Speaking at the World Economic Forum’s 2014 Summer Davos in Tianjin three years ago, Lu Wei (鲁炜), the director of what was then China’s State Internet Information Office (SIIO) — and soon to become the Cyberspace Administration of China (CAC) — said proper controls must be built into the technical infrastructure of the internet in order to ensure global security. Lu, who was in fact talking about what China sees as necessary controls on information and public opinion, likened the process to considering basic passenger safety in the design of automobiles.
“The internet is like a car,” said Lu. “If it has no brakes, it doesn’t matter how fast the car is capable of traveling, once it gets on the highway you can imagine what the end result will be. And so, no matter how advanced, all cars must have brakes.”
In its latest regulation, released yesterday, the CAC, now the country’s most powerful information control body, directly under a central leading group chaired by President Xi Jinping, seems to be mandating brakes for any new internet information product or application — a requirement that could put the government in the room with product innovators.
Following on a series of regulations since the implementation of China’s Cybersecurity Law on June 1 this year that seek to enforce information controls along every aspect of internet service provision and consumption, the “Regulation on Security Assessment of New Technologies and New Applications for News and Information Services” now addresses the key phase of new technology adoption.
Although it is unclear exactly what the enforcement process will look like, the import of the regulation seems to be that any new technology-based information product — of a “public opinion character” (新闻舆论属性), say the regulations — or any key adjustment to such an existing product, must go through a process of “security assessment.”
“Security” clearly refers, in this context, to the state’s maintaining of regime stability through restrictive information policies, and does not address the issue of personal data or other forms of security. In its official announcement of the regulation, the CAC wrote that “direct broadcasting and other new technologies and new applications have been used by certain lawbreakers (不法分子) to disseminate illegal information, and carry out illegal activities online.” Information service providers, said the announcement, had had “a poor sense of responsibility over security,” and this had “impacted the creation of a healthy and orderly online news and information broadcast ecology.”

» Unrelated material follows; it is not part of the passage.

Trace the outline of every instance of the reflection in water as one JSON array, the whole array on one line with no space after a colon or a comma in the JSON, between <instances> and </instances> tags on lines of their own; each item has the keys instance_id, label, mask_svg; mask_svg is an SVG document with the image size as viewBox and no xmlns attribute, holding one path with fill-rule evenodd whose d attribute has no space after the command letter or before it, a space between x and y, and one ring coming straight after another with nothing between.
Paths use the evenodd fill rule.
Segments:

The new regulation suggests that any technology company introducing products broadly construed as “new technologies or new applications for internet news and information services” (互联网新闻信息服务新技术新应用), which would include new or changing product functions, will need to undergo a security assessment before the product is released. The CAC will have overarching responsibility for the assessment process, according to the regulations, and will ensure that “full and comprehensive information security management systems and safe and controllable technical protection measures are in place” so that content prohibited by the law is not disseminated.
As the Global Times reported, “The security assessment will examine the risk level of new technology and application for their ability to shape public opinion and social mobilization.”
It’s hard to say yet what this will look like in practice, but it certainly sounds like the CAC will be intimately involved in the process of internet innovation from the ground up, assessing the political implications of new products, and alterations of existing ones, before they are introduced.
A Q&A with a CAC official, released shortly after the regulations, said that firms would be responsible for conducting their own internal security assessments, which would then be reported to the authorities, meaning the CAC, for an official assessment phase.
QUESTION: What specific demands are made by the Regulation in terms of service providers upholding their responsibility for implementing security assessments on new technologies and new applications?
ANSWER: The Regulation makes clear stipulations on service providers’ responsibility for security assessments. First, is the full and comprehensive building of a security assessment management system for new technologies and new applications, strengthening the building of personnel teams. Second, is the carrying out of security assessments on new technologies and new applications in accord with the law. When service providers employ new technologies, or make adjustments to already implemented technologies or applications that have a news and public opinion character (新闻舆论属性) or social mobilization function (社会动员能力), or major changes are made to such technologies, they must carry out security self-assessments (安全自评估). Within 10 days of the completion of security self-assessments, a report must be made to responsible units, which will conduct a security assessment. Third, they must cooperate as necessary with the security assessments of responsible units, and fully implement improvements in a timely manner.
The implication here is that the CAC will coordinate closely with technology companies to ensure that they have properly planned for any foreseeable impact on information and public opinion.
Also of note is a second regulation released by the CAC yesterday, which tightens discipline and training of information and content monitors at service providers, mandating that they properly “adhere to the political line and guidance of public opinion,” the latter being synonymous with the Party’s propaganda controls to maintain regime stability.